Background: Distress intolerance is linked to the maintenance of panic disorder and cigarette smoking, and may underlie both problems.
Method: Smokers (n = 54; 40.7% panic disorder) were recruited for an experimental study; half were randomly assigned to 12-hour nicotine deprivation and half smoked as usual. The current investigation consisted of secondary, exploratory analyses from this larger experimental study. Four distress intolerance indices were examined as predictors of anxious responding to an emotional elicitation task (10% carbon dioxide (CO2)-enriched air challenge); anxious responding was in turn examined as a predictor of post-challenge panic and nicotine withdrawal symptoms.
Results: The Distress Tolerance Scale (DTS) was significantly negatively associated with anxious responding to the challenge (β = -0.41, p = 0.017).

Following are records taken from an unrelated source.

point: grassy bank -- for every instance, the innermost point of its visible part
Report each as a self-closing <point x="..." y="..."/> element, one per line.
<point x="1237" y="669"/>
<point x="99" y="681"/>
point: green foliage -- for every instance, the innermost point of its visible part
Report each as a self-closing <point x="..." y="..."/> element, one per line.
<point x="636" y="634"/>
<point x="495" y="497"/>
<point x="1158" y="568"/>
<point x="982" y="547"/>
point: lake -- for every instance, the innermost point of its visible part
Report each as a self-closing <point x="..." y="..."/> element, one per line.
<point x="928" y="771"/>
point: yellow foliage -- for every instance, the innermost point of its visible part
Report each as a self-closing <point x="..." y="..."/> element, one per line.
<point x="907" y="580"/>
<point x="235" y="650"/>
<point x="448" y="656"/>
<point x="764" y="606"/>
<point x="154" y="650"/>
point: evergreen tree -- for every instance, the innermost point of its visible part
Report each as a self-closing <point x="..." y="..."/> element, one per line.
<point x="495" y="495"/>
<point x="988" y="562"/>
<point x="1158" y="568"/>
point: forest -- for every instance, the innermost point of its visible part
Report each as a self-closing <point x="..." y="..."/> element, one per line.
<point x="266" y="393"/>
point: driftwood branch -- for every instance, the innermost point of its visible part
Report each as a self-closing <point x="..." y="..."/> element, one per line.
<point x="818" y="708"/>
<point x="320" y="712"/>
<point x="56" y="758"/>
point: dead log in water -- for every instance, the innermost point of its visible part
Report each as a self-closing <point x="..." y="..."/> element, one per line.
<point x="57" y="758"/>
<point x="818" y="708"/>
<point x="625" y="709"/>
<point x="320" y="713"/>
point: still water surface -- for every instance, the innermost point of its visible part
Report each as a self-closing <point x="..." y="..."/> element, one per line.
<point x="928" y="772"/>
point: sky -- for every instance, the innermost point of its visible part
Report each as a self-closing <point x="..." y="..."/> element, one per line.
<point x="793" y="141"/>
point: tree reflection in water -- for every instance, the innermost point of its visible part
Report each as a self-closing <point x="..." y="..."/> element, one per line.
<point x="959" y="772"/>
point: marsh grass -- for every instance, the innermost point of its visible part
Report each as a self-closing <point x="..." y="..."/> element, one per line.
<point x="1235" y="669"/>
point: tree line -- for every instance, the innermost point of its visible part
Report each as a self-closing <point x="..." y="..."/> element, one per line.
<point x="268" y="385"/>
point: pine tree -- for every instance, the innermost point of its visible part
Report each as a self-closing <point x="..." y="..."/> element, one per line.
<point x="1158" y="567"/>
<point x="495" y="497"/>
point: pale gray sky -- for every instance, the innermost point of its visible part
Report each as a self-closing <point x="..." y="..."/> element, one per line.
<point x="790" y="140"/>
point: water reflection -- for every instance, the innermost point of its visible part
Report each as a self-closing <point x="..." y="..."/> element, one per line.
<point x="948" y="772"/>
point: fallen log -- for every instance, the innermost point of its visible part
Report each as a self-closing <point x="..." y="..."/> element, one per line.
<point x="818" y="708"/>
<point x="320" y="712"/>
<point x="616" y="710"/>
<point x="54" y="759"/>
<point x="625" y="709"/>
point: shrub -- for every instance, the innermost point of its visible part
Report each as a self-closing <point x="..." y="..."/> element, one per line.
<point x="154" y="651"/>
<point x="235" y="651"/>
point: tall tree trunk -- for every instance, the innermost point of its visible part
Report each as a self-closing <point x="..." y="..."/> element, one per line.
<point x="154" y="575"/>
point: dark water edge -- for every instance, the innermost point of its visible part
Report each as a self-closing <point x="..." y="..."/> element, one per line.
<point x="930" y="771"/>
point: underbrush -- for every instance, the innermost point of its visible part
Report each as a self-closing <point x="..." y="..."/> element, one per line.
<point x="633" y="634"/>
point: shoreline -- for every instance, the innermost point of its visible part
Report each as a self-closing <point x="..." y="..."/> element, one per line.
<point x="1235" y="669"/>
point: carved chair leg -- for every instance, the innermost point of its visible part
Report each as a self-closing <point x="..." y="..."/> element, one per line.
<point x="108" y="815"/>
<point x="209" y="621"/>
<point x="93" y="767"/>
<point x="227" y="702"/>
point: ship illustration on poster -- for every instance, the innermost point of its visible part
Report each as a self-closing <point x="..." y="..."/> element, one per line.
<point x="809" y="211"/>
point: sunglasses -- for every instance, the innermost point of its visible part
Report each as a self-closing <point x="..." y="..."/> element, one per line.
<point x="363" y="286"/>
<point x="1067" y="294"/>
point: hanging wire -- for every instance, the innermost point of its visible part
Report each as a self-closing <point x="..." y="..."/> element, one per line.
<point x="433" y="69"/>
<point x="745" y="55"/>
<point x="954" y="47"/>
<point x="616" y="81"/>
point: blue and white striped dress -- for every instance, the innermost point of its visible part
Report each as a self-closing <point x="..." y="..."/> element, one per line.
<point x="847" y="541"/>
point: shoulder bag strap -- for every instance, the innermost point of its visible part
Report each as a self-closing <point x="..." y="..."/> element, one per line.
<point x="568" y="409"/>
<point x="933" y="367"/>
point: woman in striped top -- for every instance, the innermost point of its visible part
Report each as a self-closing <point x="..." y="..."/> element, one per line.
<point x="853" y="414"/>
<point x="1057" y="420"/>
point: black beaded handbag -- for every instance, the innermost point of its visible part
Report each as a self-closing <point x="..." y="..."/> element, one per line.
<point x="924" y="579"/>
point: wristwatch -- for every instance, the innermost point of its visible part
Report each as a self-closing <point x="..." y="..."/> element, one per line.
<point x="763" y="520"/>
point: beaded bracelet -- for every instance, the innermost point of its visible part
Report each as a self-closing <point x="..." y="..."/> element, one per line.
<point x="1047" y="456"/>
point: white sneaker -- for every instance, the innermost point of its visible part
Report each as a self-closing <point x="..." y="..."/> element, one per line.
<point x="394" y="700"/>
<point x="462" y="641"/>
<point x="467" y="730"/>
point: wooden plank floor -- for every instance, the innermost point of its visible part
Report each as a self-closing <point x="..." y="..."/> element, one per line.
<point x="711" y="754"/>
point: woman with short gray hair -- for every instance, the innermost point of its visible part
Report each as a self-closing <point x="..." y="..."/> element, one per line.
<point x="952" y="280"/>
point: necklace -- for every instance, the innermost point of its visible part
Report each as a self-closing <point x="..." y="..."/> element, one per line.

The DTS was negatively associated with post-challenge increases nicotine withdrawal symptoms indirectly through the effect of anxious responding to the challenge (b = -0.485, CI95% (-1.095, -0.033)). This same indirect effect was found for post-challenge severity of panic symptoms (b = -0.515, CI95% (-0.888, -0.208)). The DTS was directly predictive of post-challenge increases nicotine withdrawal symptoms, in the opposite direction (β = 0.37, p = 0.009), but not panic symptom severity.
Conclusions: Anxious responding in response to stressful experiences may explain the impact of perceived distress intolerance on panic and nicotine withdrawal symptom expression.
Keywords: CO2; Distress intolerance; biological challenge; panic disorder; withdrawal.
© The Author(s) 2015.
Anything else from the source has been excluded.